NEW YORK -- The U.S. government is investigating Huawei Technologies for allegedly stealing trade secrets from American companies, The Wall Street Journal reported Wednesday.
The Chinese telecommunications equipment maker could face an indictment soon, according to the report.
U.S. authorities are looking at a 2014 case in which cellphone service provider T-Mobile US filed a civil suit against Huawei claiming that the Chinese company stole trade secrets.
Huawei was found to have allegedly stolen secrets related to a smartphone testing robot dubbed "Tappy" that was developed by T-Mobile. During that time, T-Mobile was conducting business with Huawei and said employees of the Chinese company took pictures without its permission of the device and attempted to remove certain parts.

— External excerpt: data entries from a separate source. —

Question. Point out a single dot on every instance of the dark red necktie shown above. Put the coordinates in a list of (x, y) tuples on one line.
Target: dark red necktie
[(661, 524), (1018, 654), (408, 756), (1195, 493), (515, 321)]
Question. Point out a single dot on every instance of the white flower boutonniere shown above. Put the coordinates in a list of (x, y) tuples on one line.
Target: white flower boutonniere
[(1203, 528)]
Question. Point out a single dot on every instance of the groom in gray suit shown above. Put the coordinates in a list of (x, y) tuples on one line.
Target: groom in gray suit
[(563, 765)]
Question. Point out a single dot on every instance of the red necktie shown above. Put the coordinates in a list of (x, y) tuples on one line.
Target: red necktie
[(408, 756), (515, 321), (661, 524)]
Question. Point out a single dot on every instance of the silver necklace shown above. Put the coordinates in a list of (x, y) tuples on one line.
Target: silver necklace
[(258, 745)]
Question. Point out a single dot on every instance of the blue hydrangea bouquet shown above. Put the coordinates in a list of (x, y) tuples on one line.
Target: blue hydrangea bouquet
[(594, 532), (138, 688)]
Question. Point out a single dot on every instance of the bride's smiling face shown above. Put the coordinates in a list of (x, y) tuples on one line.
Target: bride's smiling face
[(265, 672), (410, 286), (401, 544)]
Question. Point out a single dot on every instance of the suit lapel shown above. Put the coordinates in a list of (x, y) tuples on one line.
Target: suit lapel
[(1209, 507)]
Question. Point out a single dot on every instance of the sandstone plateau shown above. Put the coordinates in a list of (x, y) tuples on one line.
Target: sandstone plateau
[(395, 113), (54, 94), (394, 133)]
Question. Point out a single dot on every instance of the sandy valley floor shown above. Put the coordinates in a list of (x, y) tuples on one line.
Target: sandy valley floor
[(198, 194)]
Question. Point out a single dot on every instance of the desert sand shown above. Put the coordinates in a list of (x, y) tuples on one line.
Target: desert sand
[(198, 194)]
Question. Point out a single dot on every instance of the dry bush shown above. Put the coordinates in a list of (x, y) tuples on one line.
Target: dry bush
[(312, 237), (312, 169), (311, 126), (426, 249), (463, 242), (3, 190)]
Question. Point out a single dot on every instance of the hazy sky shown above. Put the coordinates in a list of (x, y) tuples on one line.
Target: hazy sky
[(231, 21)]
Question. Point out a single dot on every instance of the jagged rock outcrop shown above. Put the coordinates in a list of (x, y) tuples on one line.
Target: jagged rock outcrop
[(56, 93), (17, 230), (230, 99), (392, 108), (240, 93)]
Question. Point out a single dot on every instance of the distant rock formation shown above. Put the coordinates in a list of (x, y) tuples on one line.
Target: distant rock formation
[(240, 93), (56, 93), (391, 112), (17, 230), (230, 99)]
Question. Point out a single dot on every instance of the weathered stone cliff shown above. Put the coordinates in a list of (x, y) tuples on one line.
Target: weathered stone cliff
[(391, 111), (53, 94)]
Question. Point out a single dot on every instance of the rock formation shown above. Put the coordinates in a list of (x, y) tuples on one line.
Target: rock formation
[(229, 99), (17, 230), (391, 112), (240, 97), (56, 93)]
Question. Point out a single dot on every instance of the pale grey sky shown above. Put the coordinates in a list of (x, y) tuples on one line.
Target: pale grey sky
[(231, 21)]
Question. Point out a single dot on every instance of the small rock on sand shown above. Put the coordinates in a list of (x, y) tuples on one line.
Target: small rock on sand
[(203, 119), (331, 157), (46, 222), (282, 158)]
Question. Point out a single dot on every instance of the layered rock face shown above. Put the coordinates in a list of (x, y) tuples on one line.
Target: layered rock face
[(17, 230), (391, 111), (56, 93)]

T-Mobile won its civil case against the Chinese company in 2017, and Huawei was ordered to pay $4.8 million in damages.
The U.S. Department of Justice has refrained from commenting on the case.
A U.S.-based spokesperson for Huawei told the Nikkei Asian Review that the company would not comment on the latest media reports. Huawei and T-Mobile "settled their disputes in 2017 following a jury verdict finding neither damage, unjust enrichment nor willful and malicious conduct for T-Mobile's trade secret claim," the representative said.
The Shenzhen-based company previously acknowledged that two employees acted improperly in the T-Mobile case.